El HUBU, la esperanza defraudada

Los ciudadanos de Burgos tuvieron que conquistar en la calle contra viento y  nieve un nuevo hospital para resolver la obsolescencia del viejo Yagüe. La respuesta ha sido un HOSPITAL PRIVADO que el Sacyl arrienda a la empresa propietaria para, con sus recursos y otros, cada vez más, de la propia empresa, atender a los ciudadanos de Burgos.

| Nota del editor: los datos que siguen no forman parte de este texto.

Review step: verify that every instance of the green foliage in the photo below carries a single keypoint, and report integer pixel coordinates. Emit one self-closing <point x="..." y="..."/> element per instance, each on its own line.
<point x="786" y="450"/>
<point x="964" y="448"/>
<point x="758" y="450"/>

De esta manera Burgos es la única capital española que tras el cierre de los tres hospitales que tenía, no dispone de ningún hospital público. Eso sería motivo de la máxima preocupación si no hubiera otros muchos:

  • Porque se ha multiplicado por dos el precio final de la obra (que es el doble también de lo que ha costado el hospital publico de Valladolid, parecido al HUBU).
  • Porque el alquiler anual a pagar, el canon,  se ha más que duplicado. ¡Ya el primer año!.
  • Porque el funcionamiento diario del hospital, según acreditan profesionales y usuarios es un caos. Comenzando por un acceso imposible y una distribución espacial que lo convierte en un laberinto completamente disfuncional.
  • Por la bicefalia en la dirección, Sacyl – Eficanza, que se traduce cotidianamente en situaciones esperpénticas que redundan en perjuicio del paciente. En solo un año, las incongruencias de la división de responsabilidades entre ambas entidades están comprometiendo ya el funcionamiento diario.
  • Porque ya es visible un deterioro sorprendente en la conservación del edificio que no sabemos quién va a reparar.
  • Porque está gestionándose de forma dictatorial y opaca lo que está creando un tremendo malestar entre los profesionales que los sitúa entre la frustración y la desesperanza. ¡Vaya ambiente para desarrollar unas labores como las suyas!
  • Porque a hospital nuevo, peores condiciones. No se entiende por qué el espacio físico de urgencias es más asfixiante y menos funcional que el que se padecía en el Yagüe. ¿Por qué con tantos metros cúbicos de hormigón, la gente tiene que esperar hacinados en urgencias en una sala de espera de veinte metros cuadrados?.
  • Porque esperábamos del nuevo hospital, “tan puntero” que aliviara las listas de espera y resulta que las ha multiplicado. Según sus propios datos, en 2012 había una persona esperando más de un año para ser operada. Hoy día son 685 personas y el tiempo medio ha pasado de 88 a 161 días. (¡!)
  • Porque no comprendemos que un hospital nuevo nazca tan mal organizado que, ya desde el principio haya tantos pacientes ingresados fuera de la planta que les correspondería por la enfermedad que padecen, como los había en el Yagüe donde era comprensible por la carencia de espacios.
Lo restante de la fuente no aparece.